Just print the plate. Be ready to use a file, as I was not able to get the openings for the stock USB, line in and gain knob 100% accurate. It's however close enough. (Feel free to contribute a patched version of the SCAD and accompanying STL if you want to make this piece more accurate.)
The bluetooth module I used is the one available here:
https://m.banggood.com/M01BT69-12V-Wireless-Bluetooth-MP3-WMA-Decoder-Board-Audio-Module-USB-TF-Radio-For-Car-p-1194173.html
It is somewhat tight, as the width of the BT PCB mounting rack is about 5mm wider than the space available between where the screws are mounted in the PT01 chassis. It how ever does fit, and the screws from the BT PCB mounting rack even fixate that way nicely.
I used JST cables and sockets to wire everything clean. The mini stripboard with the 3 JST sockets is just my version of an Y-Cable to get an additional power socket that I can hook the BT part to. You can alternatively wire this all up directly via soldering, but using the sockets keeps things modular (and makes you look more pro, hehe).
You must also do some very minor soldering work, as you need to create a ground loop isolator to separate the BT module from the rest of the circuitry. Otherwise you will get very noise audio - especially once the bluetooth data starts flowing. You can find a good showcase of the problem as well as the background explanation AND the solution to it in the following video.
https://www.youtube.com/watch?v=b2Pb1KuVDS0
Don't be scared if you are not an electronics geek - it's really ultra simple. It's the thing on the small stripboard on the top left above the BT module on the pictures. Really nothing fancy, consisting of three elements only.
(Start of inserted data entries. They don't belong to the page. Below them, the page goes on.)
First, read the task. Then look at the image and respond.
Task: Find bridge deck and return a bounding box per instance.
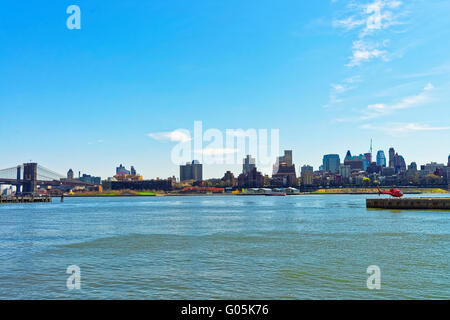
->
[366,198,450,210]
[0,196,52,204]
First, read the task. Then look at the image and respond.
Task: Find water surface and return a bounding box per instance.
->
[0,195,450,299]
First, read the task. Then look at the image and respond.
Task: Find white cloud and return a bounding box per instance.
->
[194,148,239,156]
[148,130,191,142]
[347,40,387,67]
[361,83,434,120]
[360,122,450,135]
[333,0,402,67]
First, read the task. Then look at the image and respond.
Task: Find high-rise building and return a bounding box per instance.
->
[242,155,256,174]
[78,174,102,185]
[344,150,369,170]
[389,148,395,168]
[272,150,297,187]
[116,164,131,176]
[302,170,314,186]
[323,154,341,173]
[238,167,264,188]
[339,164,352,179]
[273,150,295,175]
[377,150,386,167]
[180,160,203,181]
[300,165,314,178]
[222,171,236,187]
[394,153,406,173]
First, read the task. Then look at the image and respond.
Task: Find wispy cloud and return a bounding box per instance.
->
[323,76,361,108]
[333,0,402,38]
[360,83,434,120]
[347,40,388,67]
[88,140,104,145]
[194,148,239,156]
[147,130,191,142]
[333,0,402,67]
[360,122,450,135]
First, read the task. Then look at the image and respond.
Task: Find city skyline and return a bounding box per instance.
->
[0,0,450,178]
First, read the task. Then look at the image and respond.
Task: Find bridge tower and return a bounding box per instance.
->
[23,163,37,193]
[16,166,22,194]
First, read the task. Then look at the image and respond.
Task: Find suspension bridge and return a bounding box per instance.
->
[0,163,94,194]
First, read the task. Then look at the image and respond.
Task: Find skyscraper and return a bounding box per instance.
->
[180,160,203,181]
[300,165,314,177]
[242,155,256,174]
[389,148,395,168]
[273,150,292,174]
[323,154,341,173]
[377,150,386,167]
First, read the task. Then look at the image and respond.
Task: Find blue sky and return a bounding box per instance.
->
[0,0,450,178]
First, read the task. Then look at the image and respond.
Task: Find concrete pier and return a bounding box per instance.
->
[0,195,52,204]
[366,198,450,210]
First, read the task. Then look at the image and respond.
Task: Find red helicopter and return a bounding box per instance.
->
[377,187,403,198]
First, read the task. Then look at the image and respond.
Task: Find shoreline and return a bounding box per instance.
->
[62,191,449,198]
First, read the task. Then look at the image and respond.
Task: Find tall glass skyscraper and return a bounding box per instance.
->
[323,154,341,173]
[377,150,386,167]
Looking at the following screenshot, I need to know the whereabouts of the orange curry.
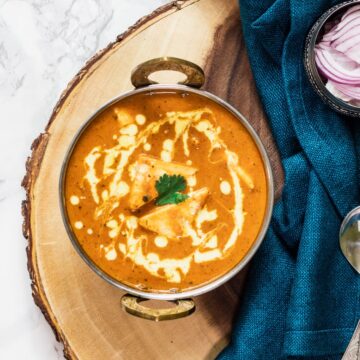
[65,90,267,292]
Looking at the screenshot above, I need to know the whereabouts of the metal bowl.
[59,58,274,320]
[304,0,360,117]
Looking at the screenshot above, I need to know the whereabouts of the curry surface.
[65,91,267,291]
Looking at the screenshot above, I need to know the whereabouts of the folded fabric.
[219,0,360,360]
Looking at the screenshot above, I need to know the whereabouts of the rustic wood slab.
[23,0,283,360]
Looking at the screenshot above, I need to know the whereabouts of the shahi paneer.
[65,90,267,292]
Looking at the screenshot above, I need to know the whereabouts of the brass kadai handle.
[131,57,205,88]
[121,294,195,321]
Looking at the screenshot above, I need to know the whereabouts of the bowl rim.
[304,0,360,117]
[59,84,274,300]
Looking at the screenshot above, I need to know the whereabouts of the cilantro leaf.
[155,174,189,206]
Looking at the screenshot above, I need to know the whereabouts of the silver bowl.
[59,58,274,321]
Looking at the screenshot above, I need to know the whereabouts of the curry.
[64,90,268,292]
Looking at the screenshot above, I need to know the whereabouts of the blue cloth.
[219,0,360,360]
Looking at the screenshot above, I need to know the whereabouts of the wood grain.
[22,0,283,360]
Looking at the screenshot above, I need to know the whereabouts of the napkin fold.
[219,0,360,360]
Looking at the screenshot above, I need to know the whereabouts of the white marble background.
[0,0,168,360]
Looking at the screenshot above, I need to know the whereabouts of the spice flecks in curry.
[66,92,267,291]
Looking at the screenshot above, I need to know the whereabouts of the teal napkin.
[219,0,360,360]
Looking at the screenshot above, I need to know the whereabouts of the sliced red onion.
[315,4,360,106]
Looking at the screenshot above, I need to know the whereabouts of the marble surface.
[0,0,168,360]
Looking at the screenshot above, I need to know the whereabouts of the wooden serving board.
[23,0,283,360]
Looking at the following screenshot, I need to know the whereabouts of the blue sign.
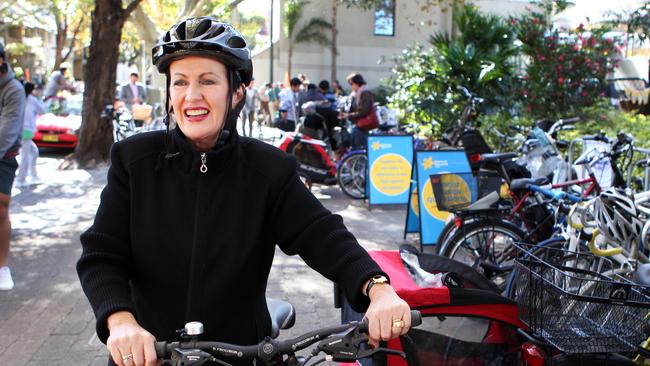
[367,135,413,206]
[404,166,420,239]
[415,150,476,245]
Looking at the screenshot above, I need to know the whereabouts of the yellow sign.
[411,187,420,216]
[422,174,472,221]
[370,154,411,196]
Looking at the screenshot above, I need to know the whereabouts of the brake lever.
[316,328,406,362]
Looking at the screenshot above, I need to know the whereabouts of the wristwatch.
[366,275,390,297]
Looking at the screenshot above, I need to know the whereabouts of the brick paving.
[0,151,412,366]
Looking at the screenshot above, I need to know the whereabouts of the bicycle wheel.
[336,152,368,199]
[440,218,526,290]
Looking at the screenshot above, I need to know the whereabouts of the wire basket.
[429,172,502,212]
[513,243,650,354]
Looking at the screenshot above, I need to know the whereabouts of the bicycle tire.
[440,218,526,291]
[336,152,368,199]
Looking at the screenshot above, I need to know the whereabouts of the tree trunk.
[287,43,293,80]
[330,0,339,82]
[67,0,141,168]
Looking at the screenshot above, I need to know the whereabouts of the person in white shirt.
[16,82,47,187]
[279,78,302,125]
[241,78,260,137]
[118,72,147,111]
Just make sure you get the isolator unit, that outputs the voltage fitting the bluetooth module you got. My setup is based on 12V. The guy in the video uses one that needs 5V. So you must get the right isolator and you must adjust the values for the inductor and the capacitor to match for the isolator unit. Here's the overall list I used:
Isolator: Murata NKE1212SC (from 12v to 12v - just pure isolation, no step down to 5v)
Capacitor must be 0,47µF
Inductor must be 68µH
In case you get an Isolator from a different vendor or one from Murata with different output voltage, you must check the datasheet of that unit to get the correct Inductor and Capacitor values.
The stock power cabling is
Power Module -> Stock USB PCB
afterwards you have
Power Module --> Y-Cable/Board
Y-Cable/Board -> Stock USB PCB
Y-Cable/Board -> Ground Loop Isolator -> BT Module
Audio Cabling itself is conceptually just making the audio from line in take a detour. So stock cabling is:
Aux In -> Sound Board
and when you're done, you have wiring from
Aux In -> BT Module Input
BT Module Output -> Sound Board
Note you must also disconnect the ground (black in the middle) from the audio cable that comes from the red aux-in socket. Otherwise you (re)create the ground loop that the Isolator is meant to prevent.